La defensa también destacó que el narcotraficante renunció a impugnar la sentencia y colaboró con el proceso judicial, una postura distinta a la seguida por Joaquín “El Chapo” Guzmán, quien enfrentó un juicio de 11 semanas y posteriormente apeló su condena.
Según ese documento, Zambada aceptó plenamente la responsabilidad penal, expresó remordimiento y evitó al sistema judicial estadounidense un proceso largo y de alto costo.
La captura que cambió el rumbo del Cártel de Sinaloa
La detención de “El Mayo” Zambada ocurrió el 25 de julio de 2024, cuando fue trasladado a Estados Unidos tras abordar una aeronave privada que despegó desde México.
El histórico líder criminal sostuvo que fue engañado por Joaquín Guzmán López, hijo de “El Chapo”, quien presuntamente lo citó a una reunión en Sinaloa para mediar un conflicto político y posteriormente lo entregó a las autoridades estadounidenses.
Ese episodio marcó uno de los mayores golpes contra la estructura del Cártel de Sinaloa y desencadenó una nueva etapa de disputas internas dentro de la organización criminal.

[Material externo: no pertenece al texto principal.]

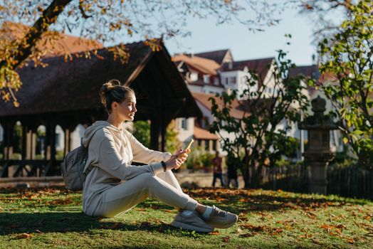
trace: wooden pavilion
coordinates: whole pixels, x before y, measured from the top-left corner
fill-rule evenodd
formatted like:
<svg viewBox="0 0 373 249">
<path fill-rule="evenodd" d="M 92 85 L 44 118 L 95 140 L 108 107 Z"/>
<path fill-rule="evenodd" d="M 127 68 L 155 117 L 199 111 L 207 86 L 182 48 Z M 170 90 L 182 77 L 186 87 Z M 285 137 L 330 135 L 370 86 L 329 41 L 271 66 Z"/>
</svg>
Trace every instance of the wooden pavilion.
<svg viewBox="0 0 373 249">
<path fill-rule="evenodd" d="M 117 79 L 132 88 L 137 95 L 135 120 L 150 120 L 150 147 L 163 151 L 166 127 L 177 117 L 201 117 L 182 75 L 163 43 L 153 51 L 142 42 L 126 45 L 130 57 L 127 63 L 115 60 L 110 49 L 98 51 L 90 59 L 75 56 L 68 63 L 63 56 L 46 58 L 46 68 L 32 63 L 18 72 L 23 83 L 16 92 L 21 106 L 0 101 L 0 124 L 4 129 L 0 176 L 60 174 L 61 161 L 56 159 L 56 127 L 65 134 L 64 154 L 70 150 L 70 133 L 78 124 L 86 127 L 107 114 L 100 102 L 103 83 Z M 20 159 L 14 159 L 13 134 L 16 123 L 22 126 Z M 46 127 L 43 159 L 35 158 L 35 136 L 39 125 Z M 10 166 L 15 166 L 9 175 Z"/>
</svg>

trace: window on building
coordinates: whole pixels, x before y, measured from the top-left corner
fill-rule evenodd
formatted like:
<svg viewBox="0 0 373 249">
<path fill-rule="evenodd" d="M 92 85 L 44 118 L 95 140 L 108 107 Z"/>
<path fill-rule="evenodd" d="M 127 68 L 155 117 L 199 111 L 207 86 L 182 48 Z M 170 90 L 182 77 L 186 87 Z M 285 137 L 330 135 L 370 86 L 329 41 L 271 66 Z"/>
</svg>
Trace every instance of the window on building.
<svg viewBox="0 0 373 249">
<path fill-rule="evenodd" d="M 209 84 L 210 83 L 210 75 L 204 75 L 204 83 L 205 84 Z"/>
<path fill-rule="evenodd" d="M 198 73 L 191 73 L 190 74 L 190 80 L 193 81 L 197 81 L 198 80 Z"/>
<path fill-rule="evenodd" d="M 218 77 L 215 77 L 214 78 L 214 84 L 219 85 L 219 78 Z"/>
<path fill-rule="evenodd" d="M 206 151 L 210 150 L 210 140 L 204 140 L 204 149 Z"/>
<path fill-rule="evenodd" d="M 188 122 L 186 118 L 182 119 L 182 129 L 188 129 Z"/>
</svg>

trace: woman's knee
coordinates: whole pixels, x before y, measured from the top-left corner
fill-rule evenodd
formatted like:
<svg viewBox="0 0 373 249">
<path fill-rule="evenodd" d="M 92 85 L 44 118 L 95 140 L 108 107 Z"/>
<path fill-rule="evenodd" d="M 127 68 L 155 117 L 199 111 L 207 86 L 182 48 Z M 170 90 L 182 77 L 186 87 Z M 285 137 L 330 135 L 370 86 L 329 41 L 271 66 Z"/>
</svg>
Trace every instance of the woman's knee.
<svg viewBox="0 0 373 249">
<path fill-rule="evenodd" d="M 159 180 L 157 176 L 154 176 L 152 173 L 144 173 L 141 174 L 144 185 L 147 187 L 153 186 L 154 184 L 159 183 Z"/>
</svg>

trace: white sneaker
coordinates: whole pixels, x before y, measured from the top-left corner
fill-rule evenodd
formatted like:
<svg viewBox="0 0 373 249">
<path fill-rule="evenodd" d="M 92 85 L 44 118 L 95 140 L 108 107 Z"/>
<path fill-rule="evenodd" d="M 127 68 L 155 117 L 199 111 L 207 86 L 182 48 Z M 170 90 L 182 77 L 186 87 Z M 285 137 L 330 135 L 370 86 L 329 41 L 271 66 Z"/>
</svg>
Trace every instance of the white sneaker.
<svg viewBox="0 0 373 249">
<path fill-rule="evenodd" d="M 196 211 L 189 216 L 184 214 L 183 212 L 179 212 L 174 221 L 171 223 L 171 226 L 196 232 L 209 233 L 214 231 L 214 228 L 207 225 Z"/>
<path fill-rule="evenodd" d="M 233 226 L 238 219 L 238 216 L 234 213 L 229 213 L 212 206 L 212 211 L 208 218 L 204 218 L 207 225 L 217 228 L 228 228 Z"/>
</svg>

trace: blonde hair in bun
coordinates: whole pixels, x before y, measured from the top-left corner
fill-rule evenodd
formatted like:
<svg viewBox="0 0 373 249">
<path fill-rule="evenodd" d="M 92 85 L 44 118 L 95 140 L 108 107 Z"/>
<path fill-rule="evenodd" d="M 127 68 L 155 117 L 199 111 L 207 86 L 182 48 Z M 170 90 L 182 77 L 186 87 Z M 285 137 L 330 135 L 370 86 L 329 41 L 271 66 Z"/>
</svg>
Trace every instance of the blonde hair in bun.
<svg viewBox="0 0 373 249">
<path fill-rule="evenodd" d="M 100 97 L 106 112 L 111 113 L 111 104 L 113 102 L 118 103 L 122 102 L 128 94 L 133 94 L 135 92 L 130 88 L 122 85 L 118 80 L 110 80 L 103 84 L 100 90 Z"/>
</svg>

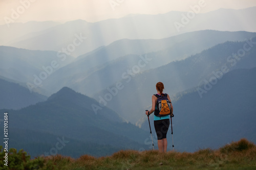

Durante décadas, Zambada fue considerado uno de los narcotraficantes más poderosos del continente y uno de los pocos grandes capos mexicanos que había logrado evitar la cárcel. A diferencia de otros líderes del crimen organizado, mantuvo un perfil discreto mientras consolidaba una red internacional de tráfico de drogas.
Con la sentencia dictada este lunes, Estados Unidos cerró judicialmente uno de los procesos más relevantes contra el narcotráfico mexicano y puso fin a la trayectoria criminal de uno de los fundadores del Cártel de Sinaloa.